I guess if I want a really hard puzzle I'll have to make it myself. I don't know how to make hard puzzles, so I generated a million random puzzles. My algorithm for making a random puzzle is simple: first, randomly shuffle the order of the squares. One by one, fill in each square with a random digit, respecting the possible digit choices. If a contradiction is reached, start over. If we fill at least 17 squares with at least 8 different digits then we are done. (Note: with less than 17 squares filled in or less than 8 different digits it is known that there will be duplicate solutions. Thanks to Olivier Grégoire for the fine suggestion about 8 different digits.) Even with these checks, my random puzzles are not guaranteed to have one unique solution. Many have multiple solutions, and a few (about 0.2%) have no solution. Puzzles that appear in books and newspapers always have one unique solution.

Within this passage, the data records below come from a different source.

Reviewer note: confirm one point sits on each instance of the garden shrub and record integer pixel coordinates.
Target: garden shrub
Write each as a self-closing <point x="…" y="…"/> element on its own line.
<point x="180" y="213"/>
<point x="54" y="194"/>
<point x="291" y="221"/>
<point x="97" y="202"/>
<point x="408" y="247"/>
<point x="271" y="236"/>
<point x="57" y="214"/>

The average time to solve a random puzzle is 0.01 seconds, and more than 99.95% took less than 0.1 seconds, but a few took much longer:

0.032%(1 in 3,000)took more than 0.1 seconds
0.014%(1 in 7,000)took more than 1 second
0.003%(1 in 30,000)took more than 10 seconds
0.0001%(1 in 1,000,000)took more than 100 seconds
Here are the times in seconds for the 139 out of a million puzzles that took more than a second, sorted, on linear and log scales:

It is hard to draw conclusions from this. Is the uptick in the last few values significant? If I generated 10 million puzzles, would one take 1000 seconds? Here's the hardest (for my program) of the million random puzzles:

>>> hard1  = '.....6....59.....82....8....45........3........6..3.54...325..6..................'
>>> solve_all([hard1])
. . . |. . 6 |. . . 
. 5 9 |. . . |. . 8 
2 . . |. . 8 |. . . 
------+------+------
. 4 5 |. . . |. . . 
. . 3 |. . . |. . . 
. . 6 |. . 3 |. 5 4 
------+------+------
. . . |3 2 5 |. . 6 
. . . |. . . |. . . 
. . . |. . . |. . . 

4 3 8 |7 9 6 |2 1 5 
6 5 9 |1 3 2 |4 7 8 
2 7 1 |4 5 8 |6 9 3 
------+------+------
8 4 5 |2 1 9 |3 6 7 
7 1 3 |5 6 4 |8 2 9 
9 2 6 |8 7 3 |1 5 4 
------+------+------
1 9 4 |3 2 5 |7 8 6 
3 6 2 |9 8 7 |5 4 1 
5 8 7 |6 4 1 |9 3 2 

(188.79 seconds)

Unfortunately, this is not a true Sudoku puzzle because it has multiple solutions. (It was generated before I incorporated Olivier Grégoire's suggestion about checking for 8 digits, so note that any solution to this puzzle leads to another solution where the 1s and 7s are swapped.) But is this an intrinsicly hard puzzle? Or is the difficulty an artifact of the particular variable- and value-ordering scheme used by my search routine? To test I randomized the value ordering (I changed for d in values[s] in the last line of search to be for d in shuffled(values[s]) and implemented shuffled using random.shuffle). The results were starkly bimodal: in 27 out of 30 trials the puzzle took less than 0.02 seconds, while each of the other 3 trials took just about 190 seconds (about 10,000 times longer). There are multiple solutions to this puzzle, and the randomized search found 13 different solutions. My guess is that somewhere early in the search there is a sequence of squares (probably two) such that if we choose the exact wrong combination of values to fill the squares, it takes about 190 seconds to discover that there is a contradiction. But if we make any other choice, we very quickly either find a solution or find a contradiction and move on to another choice. So the speed of the algorithm is determined by whether it can avoid the deadly combination of value choices.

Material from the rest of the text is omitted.